On 10/19/20 9:52 AM, Gregory P. Smith wrote:
On Mon, Oct 19, 2020 at 6:28 AM Ivan Pozdeev via Python-Dev
mailto:python-dev@python.org> wrote: On 19.10.2020 14:47, Steve Dower wrote: > On 19Oct2020 1242, Steve Dower wrote: >> On 15Oct2020 2239, Rob Cliffe via Python-Dev wrote: >>> TLDR: In os.scandir directory entries, atime is always a copy of mtime rather than the actual access time. >> >> Correction - os.stat() updates the access time to _now_, while os.scandir() returns the last access time without updating it. > > Let me correct myself first :) > > *Windows* has decided not to update file access time metadata *in directory entries* on reads. os.stat() always[1] looks at the file entry > metadata, while os.scandir() always looks at the directory entry metadata.
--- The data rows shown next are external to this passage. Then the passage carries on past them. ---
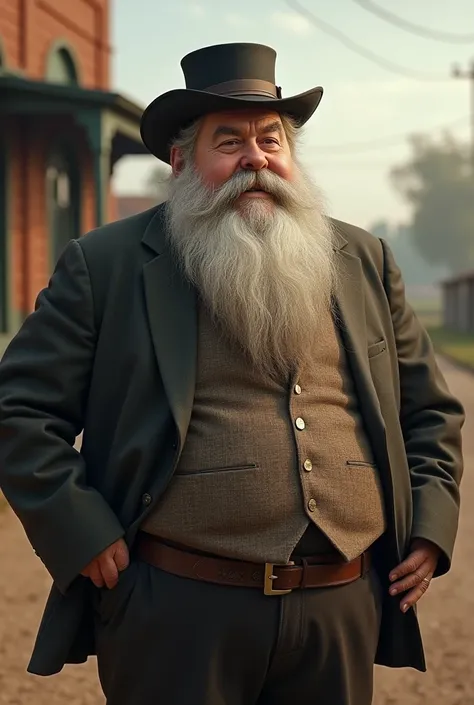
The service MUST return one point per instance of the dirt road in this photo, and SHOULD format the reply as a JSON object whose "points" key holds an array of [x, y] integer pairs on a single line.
{"points": [[447, 616]]}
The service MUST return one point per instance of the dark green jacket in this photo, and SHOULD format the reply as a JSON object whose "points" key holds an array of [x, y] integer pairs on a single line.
{"points": [[111, 350]]}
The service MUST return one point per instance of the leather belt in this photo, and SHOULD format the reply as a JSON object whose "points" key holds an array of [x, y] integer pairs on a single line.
{"points": [[314, 572]]}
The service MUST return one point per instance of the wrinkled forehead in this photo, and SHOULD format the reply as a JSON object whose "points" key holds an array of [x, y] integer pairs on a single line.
{"points": [[241, 122]]}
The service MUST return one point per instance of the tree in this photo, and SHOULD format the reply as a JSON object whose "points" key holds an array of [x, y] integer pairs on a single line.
{"points": [[439, 184]]}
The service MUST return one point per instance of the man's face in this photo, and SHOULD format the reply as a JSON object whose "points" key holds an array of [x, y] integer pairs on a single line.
{"points": [[252, 140]]}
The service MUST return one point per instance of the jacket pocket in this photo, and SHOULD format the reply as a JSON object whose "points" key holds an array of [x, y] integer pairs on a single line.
{"points": [[376, 349], [112, 603]]}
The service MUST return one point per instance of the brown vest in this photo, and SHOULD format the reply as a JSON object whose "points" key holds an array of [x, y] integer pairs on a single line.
{"points": [[263, 461]]}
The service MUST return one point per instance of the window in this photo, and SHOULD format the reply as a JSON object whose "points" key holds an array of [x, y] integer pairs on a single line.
{"points": [[61, 67], [62, 197]]}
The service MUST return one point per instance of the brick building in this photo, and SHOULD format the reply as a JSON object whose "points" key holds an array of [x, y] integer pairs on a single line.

Is this behavior documented somewhere?
Such weirdness certaintly something that needs to be documented but I really don't like describing such quirks that are out of our control and may be subject to change in Python documentation. So we should only consider doing so if there are no other options.
I'm sure this is covered in MSDN. Linking to that if it has it in a concise explanation would make sense from a note in our docs.
If I'm understanding Steve correctly this is due to Windows/NTFS storing the access time potentially redundantly in two different places. One within the directory entry itself and one with the file's own metadata. Those of us with a traditional posix filesystem background may raise eyeballs at this duplication, seeing a directory as a place that merely maps names to inodes with the inode structure (equiv: file entry metadata) being the sole source of truth. Which ones get updated when and by what actions is up to the OS.
So yes, just document the "quirk" as an intended OS behavior. This is one reason scandir() can return additional information on windows vs what it can return on posix. The entire point of scandir() is to return as much as possible from the directory without triggering reads of the inodes/file-entry-metadata. :)
-gps
depending on atimes isn't a consistently reliable mechanism anyway, since filesystems on Linux et. al. are allowed to be mounted so as to not independently update access times.